Oui, je crois que c’est cela la subtilité de la littérature qui s’adresse aux adolescents : s’il s’agit de romans, (ni fantastique, ni science fiction), ils doivent demeurer sur une étroite frontière au delà de laquelle on n’écrit plus pour eux, les jeunes, mais pour nos pairs, les adultes. Et cela est si ténu que je serais bien incapable de délimiter cette frontière. Pour les adolescents qui lisent, lisent tout ce qui leur passe sous la main et les yeux, la littérature “ adolescente ” n’est pas leur seule nourriture. Mais j’aimerais cependant qu’ils la reconnaissent comme leur littérature : un refuge pas toujours confortable, chaotique et inquiétant, ma foi, mais aménagé pour eux. Ils ont aimé Oh, boy ! de Marie-Aude Murail, ils ont aimé Fils de guerre de Xavier Laurent Petit et Attention fragiles de Marie Sabine Roger et tant d’autres histoires terribles mais qui, repeintes aux couleurs d’un réalisme adulte, vous le savez, seraient insoutenables pour eux. Je pense même, inutiles, néfastes.

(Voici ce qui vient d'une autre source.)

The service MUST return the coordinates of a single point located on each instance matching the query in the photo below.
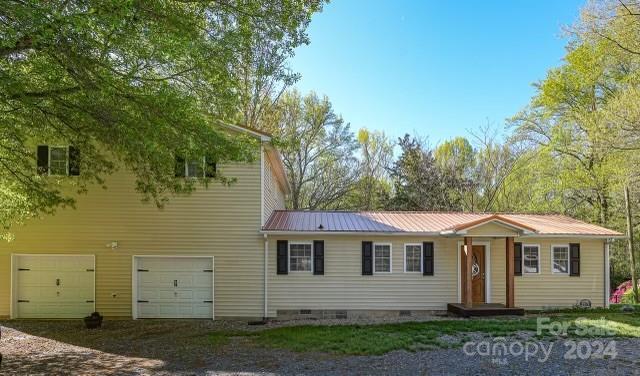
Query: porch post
(468, 249)
(509, 299)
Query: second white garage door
(174, 287)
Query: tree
(130, 84)
(373, 188)
(565, 120)
(317, 150)
(418, 182)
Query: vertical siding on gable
(274, 198)
(218, 220)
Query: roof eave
(447, 233)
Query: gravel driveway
(182, 348)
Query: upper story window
(530, 259)
(195, 168)
(382, 258)
(413, 258)
(300, 257)
(560, 259)
(58, 160)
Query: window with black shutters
(58, 160)
(560, 259)
(413, 258)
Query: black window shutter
(43, 159)
(283, 260)
(574, 259)
(517, 258)
(179, 168)
(318, 257)
(74, 161)
(427, 258)
(367, 258)
(210, 167)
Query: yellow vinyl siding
(273, 196)
(535, 291)
(344, 287)
(216, 221)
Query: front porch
(473, 269)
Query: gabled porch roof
(428, 223)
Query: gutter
(446, 233)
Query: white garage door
(174, 287)
(53, 286)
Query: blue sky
(435, 68)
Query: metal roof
(425, 222)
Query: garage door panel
(174, 287)
(54, 286)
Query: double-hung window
(413, 258)
(203, 167)
(560, 259)
(58, 160)
(195, 168)
(382, 258)
(530, 259)
(300, 257)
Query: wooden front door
(477, 275)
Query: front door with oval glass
(477, 274)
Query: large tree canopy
(130, 83)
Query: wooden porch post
(468, 263)
(510, 270)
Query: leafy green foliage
(318, 150)
(418, 182)
(130, 83)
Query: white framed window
(194, 168)
(560, 259)
(59, 160)
(530, 259)
(300, 257)
(413, 258)
(382, 258)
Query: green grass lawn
(415, 336)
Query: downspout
(607, 271)
(266, 270)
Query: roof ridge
(422, 212)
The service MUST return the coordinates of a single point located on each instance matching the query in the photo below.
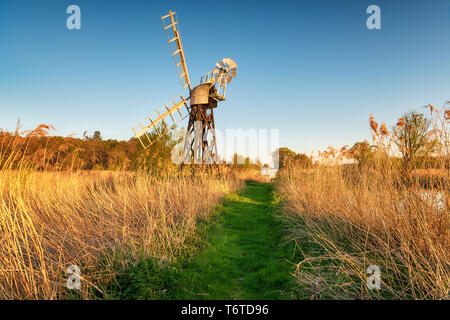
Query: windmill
(200, 139)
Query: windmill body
(200, 140)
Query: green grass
(241, 256)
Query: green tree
(285, 155)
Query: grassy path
(241, 259)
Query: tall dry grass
(354, 217)
(101, 221)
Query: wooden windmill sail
(200, 141)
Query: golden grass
(359, 218)
(51, 220)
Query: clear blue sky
(309, 68)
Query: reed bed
(102, 222)
(354, 216)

Ce qui est important dans la littérature pour l’adolescence n’est pas tant la description de l’horreur des événements dans lesquels le héros est plongé, mais l’énergie, le courage qui lui permettent de les traverser. Voilà ce qu’est selon moi la littérature adolescente : des écritures de grande qualité, des écrivains sans concession, qui ont des convictions et qui naturellement se coulent dans les limites qui sont celles de l’adulte qui s’adresse au plus jeune. Initier, ouvrir, émouvoir, passionner, questionner, surprendre, mais ne jamais désespérer.